I had thought you were all done with this, Bobby.
I did this back a few months. I used another similar sized hex that I rounded the corners off a fair bit, for the first form. I alternately tapped the Sankey tube above each flat with a hammer, and smacked the tube down over the hex from the opposite end with a spiral wound leather mallet. When it was close to the correct shape, I then used an actual compression nut that I only slightly removed the hex corners on, to finish the hex shape in the SS tube.
I first made sure of correct tightness for each sight tube for each keg, and marked each tube for that keg. After getting the tubes to sit down to a uniform depth on all three keggles, I assigned each tube to a keggle, for the orientation of the slots for each keggle. I marked each tube for its correct direction outwards, so that the slot would appear correctly aligned, to the clocking of the hex flats for it's associated compression hex nut. I then just used nails driven part way into a wood bench to hold the tube. I put a set of nails on either side of the tube, a 1/4 of the length in from each end, and bent them inwards to hold the tube side to side, and put a nail at each end to keep it form sliding towards or away form me.

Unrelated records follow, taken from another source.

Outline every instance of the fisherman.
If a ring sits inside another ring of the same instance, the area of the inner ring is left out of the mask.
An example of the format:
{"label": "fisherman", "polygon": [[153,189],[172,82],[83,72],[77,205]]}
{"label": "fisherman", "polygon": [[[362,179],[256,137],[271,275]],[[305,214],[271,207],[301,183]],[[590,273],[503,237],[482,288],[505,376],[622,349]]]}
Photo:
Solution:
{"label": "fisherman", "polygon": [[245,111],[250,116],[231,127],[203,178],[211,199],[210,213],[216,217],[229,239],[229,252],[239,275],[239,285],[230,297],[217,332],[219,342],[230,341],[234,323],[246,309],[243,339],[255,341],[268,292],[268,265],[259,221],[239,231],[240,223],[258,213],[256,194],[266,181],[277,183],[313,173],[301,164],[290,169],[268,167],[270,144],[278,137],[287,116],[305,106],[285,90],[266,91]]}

I used a heavy duty angle grinder and coarse stone-type wheel to coarse grind the tube to a Sharpie outline I had drawn when it was installed over the glass tube on the keg. When I had most of the stock removed, I then used a 5" air grinder with a 120 grit disk to shape the sides of the slot parallel and to size. I checked the width of the slot with a set of calipers to do the parallelism, but just eyed the straightness of the slot. The ends are formed to shallow out as to make an oval shape start at each end, rather than a square-ish shape as you have shown. A little work with an air die grinder to de-burr and fine finish the shape, and I was done.
I just inserted the next tube into the nails to start coarse grinding it. The SS tubes get VERY hot during grinding, and the removal is poor; it mostly bends under and must be ground away after getting thin, by the 5" disk grinder during the coarse grinding, then continuing with the angle grinder once again.

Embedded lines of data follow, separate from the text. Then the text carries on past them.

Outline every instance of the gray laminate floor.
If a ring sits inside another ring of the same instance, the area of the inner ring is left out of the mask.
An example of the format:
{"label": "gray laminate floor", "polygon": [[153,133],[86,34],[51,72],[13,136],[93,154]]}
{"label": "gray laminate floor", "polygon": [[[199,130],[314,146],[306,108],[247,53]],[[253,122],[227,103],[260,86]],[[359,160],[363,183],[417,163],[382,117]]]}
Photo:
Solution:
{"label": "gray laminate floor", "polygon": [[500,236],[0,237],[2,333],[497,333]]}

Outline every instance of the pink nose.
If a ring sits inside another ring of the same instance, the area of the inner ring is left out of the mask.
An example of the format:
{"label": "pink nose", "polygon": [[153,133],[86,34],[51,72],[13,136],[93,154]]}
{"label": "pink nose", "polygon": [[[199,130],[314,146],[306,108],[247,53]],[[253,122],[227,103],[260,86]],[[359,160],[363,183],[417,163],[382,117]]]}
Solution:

I cut the tubes to the length required by my placement of the SS eyebolt at the top of the upper skirt. I cut them off square with a thin cutoff (1/16") wheel on a die grinder, and after carefully de-burring everything with a burr knife ( a sharpened 3-corner-file type of deburring tool), and a fine round file.

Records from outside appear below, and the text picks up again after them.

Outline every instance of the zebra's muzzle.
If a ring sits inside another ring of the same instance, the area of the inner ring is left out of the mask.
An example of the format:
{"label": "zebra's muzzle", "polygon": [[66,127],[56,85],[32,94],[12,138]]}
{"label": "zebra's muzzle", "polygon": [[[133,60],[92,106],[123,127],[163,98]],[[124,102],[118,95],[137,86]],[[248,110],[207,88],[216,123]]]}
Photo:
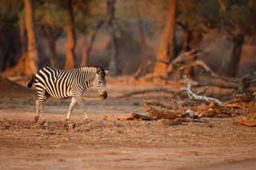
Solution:
{"label": "zebra's muzzle", "polygon": [[107,97],[107,93],[104,91],[101,96],[103,97],[103,99],[106,99]]}

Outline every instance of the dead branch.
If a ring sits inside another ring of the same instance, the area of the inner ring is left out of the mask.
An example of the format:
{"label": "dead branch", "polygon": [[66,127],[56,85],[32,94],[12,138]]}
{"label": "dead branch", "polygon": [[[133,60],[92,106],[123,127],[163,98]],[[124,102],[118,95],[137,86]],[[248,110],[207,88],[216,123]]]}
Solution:
{"label": "dead branch", "polygon": [[142,90],[138,90],[138,91],[134,91],[134,92],[130,92],[125,94],[122,94],[121,96],[116,97],[116,98],[123,98],[123,97],[129,97],[134,95],[138,95],[138,94],[144,94],[146,93],[152,93],[152,92],[164,92],[169,94],[175,94],[178,92],[175,92],[174,90],[166,89],[166,88],[154,88],[154,89],[142,89]]}
{"label": "dead branch", "polygon": [[192,62],[190,65],[186,65],[183,66],[180,66],[179,69],[184,69],[188,67],[193,67],[193,66],[201,66],[203,69],[205,69],[207,73],[210,73],[212,76],[217,76],[217,74],[202,60],[197,60]]}
{"label": "dead branch", "polygon": [[178,113],[176,110],[158,110],[150,107],[150,105],[145,101],[142,102],[142,106],[151,114],[153,120],[158,119],[170,119],[174,120],[180,117]]}
{"label": "dead branch", "polygon": [[190,80],[186,77],[186,76],[184,76],[183,77],[187,82],[187,87],[186,88],[182,88],[182,90],[186,90],[187,92],[190,100],[196,100],[196,101],[201,100],[201,101],[206,101],[207,102],[210,102],[210,101],[212,101],[214,103],[217,103],[217,104],[218,104],[220,105],[222,105],[222,102],[220,101],[218,99],[194,94],[192,92],[192,85],[191,85],[191,83],[190,83]]}

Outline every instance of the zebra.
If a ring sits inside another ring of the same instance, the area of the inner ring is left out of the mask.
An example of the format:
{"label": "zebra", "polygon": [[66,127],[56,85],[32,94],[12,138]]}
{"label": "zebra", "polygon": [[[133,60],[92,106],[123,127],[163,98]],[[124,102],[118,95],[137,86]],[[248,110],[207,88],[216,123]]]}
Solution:
{"label": "zebra", "polygon": [[93,86],[95,91],[106,99],[107,93],[105,76],[108,72],[100,66],[82,66],[67,70],[46,66],[40,69],[27,85],[31,88],[34,83],[38,93],[34,123],[38,121],[40,115],[42,124],[47,125],[43,113],[43,105],[49,97],[57,99],[71,98],[66,117],[67,124],[70,123],[70,115],[76,104],[78,104],[85,114],[86,121],[90,123],[90,120],[84,109],[82,95],[87,88]]}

I also used a set of o-rings from Corny posts to hold tube central to eye bolt, which had the effect of holding the SS tube central to the glass tube. The same o-rings were also used as a sort of compression ferule inside the 1/2"NPTx1/2"tube 90* compression fittings. I did not use the SS ferules that came with the fitting.
I take no credit for any of the concept, it was all Bobby's idea and I also got the glass tubes from Bobby. My contribution to this is my execution of the concept.